ISIS left behind up to 8,000 IEDs and booby traps in their onetime capital Raqqa; those have to be removed before essential services can be restored and families start moving home, Dillon stressed.

“We have seen too many times where families have returned to their homes to find these explosives … specifically looking to maim and harm civilians,” he said. “So we’re talking dresser drawers and ovens, and we’re also talking about inside of toys, like a teddy bear.”

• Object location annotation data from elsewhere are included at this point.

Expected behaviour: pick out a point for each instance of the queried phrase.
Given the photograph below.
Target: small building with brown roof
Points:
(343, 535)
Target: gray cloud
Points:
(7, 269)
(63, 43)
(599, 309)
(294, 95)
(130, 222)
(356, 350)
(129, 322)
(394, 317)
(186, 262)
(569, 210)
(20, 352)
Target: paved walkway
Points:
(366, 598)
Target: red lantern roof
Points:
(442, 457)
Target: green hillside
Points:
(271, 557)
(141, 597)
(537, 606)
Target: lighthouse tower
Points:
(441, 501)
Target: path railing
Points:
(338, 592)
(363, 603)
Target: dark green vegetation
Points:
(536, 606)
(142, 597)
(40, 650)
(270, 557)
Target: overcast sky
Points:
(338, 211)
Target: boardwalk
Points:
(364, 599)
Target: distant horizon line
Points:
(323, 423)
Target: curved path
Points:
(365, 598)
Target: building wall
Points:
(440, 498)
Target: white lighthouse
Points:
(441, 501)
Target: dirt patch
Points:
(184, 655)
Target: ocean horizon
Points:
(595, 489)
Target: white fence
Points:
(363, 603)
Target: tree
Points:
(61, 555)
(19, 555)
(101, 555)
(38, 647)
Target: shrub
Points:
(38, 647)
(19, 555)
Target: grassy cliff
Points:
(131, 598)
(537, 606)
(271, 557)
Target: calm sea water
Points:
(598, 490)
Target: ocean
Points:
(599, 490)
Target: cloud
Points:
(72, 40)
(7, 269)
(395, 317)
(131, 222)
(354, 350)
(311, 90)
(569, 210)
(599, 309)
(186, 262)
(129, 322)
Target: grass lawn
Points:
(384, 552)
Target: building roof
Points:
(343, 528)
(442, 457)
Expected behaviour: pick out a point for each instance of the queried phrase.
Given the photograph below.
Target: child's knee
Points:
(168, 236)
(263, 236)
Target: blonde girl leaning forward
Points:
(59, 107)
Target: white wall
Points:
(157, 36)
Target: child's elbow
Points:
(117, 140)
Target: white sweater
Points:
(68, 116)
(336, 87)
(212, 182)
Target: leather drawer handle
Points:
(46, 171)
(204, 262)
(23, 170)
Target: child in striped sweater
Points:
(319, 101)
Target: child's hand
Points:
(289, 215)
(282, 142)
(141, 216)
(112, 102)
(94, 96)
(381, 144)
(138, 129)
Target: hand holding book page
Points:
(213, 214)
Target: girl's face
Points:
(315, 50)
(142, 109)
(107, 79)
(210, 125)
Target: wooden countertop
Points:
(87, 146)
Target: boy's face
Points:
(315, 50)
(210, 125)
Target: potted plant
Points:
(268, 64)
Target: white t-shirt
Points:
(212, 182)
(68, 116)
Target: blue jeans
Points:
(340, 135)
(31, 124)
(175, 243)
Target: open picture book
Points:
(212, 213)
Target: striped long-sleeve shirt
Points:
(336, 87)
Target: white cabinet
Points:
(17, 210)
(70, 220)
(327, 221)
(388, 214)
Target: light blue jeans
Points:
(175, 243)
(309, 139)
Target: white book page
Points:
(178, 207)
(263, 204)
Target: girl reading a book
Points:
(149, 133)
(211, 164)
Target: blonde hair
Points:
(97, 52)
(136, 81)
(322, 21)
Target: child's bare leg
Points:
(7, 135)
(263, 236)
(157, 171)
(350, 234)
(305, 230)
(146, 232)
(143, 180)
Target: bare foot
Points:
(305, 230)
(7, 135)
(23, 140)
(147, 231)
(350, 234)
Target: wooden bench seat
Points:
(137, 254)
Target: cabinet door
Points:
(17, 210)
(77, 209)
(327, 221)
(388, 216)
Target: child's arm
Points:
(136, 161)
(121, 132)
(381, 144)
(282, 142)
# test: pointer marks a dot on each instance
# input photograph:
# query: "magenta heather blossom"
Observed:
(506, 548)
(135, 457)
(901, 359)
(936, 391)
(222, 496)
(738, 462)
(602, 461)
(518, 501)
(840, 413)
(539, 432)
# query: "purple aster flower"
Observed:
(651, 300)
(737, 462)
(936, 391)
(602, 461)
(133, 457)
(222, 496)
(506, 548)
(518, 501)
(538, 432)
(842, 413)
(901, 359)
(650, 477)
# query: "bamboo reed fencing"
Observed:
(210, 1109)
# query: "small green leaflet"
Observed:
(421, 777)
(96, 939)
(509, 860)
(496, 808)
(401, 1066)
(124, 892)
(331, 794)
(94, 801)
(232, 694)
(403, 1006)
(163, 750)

The Raqqa Internal Security Force, which was established by the SDF to keep the peace after ISIS was cleared from the city, has more than 3,000 members. Civil councils are overseeing the stabilization efforts “so that people can start coming home to where they’re from, voluntarily and in a dignified manner.” In September, Ammar Hussain Al-Hussain, chairman of the Education Committee on the Al-Raqqa Civil Council, was killed by an IED left in a school as he was surveying preparations for kids to return to classes.

Elsewhere in Syria, Dillon said Bashar al-Assad’s regime has “not demonstrated long-term ability to prevent ISIS from resurgence or threatening us or our partners,” so there’s “legitimacy for the coalition being in Iraq and in Syria, and for remaining there until some kind of political process takes ground.”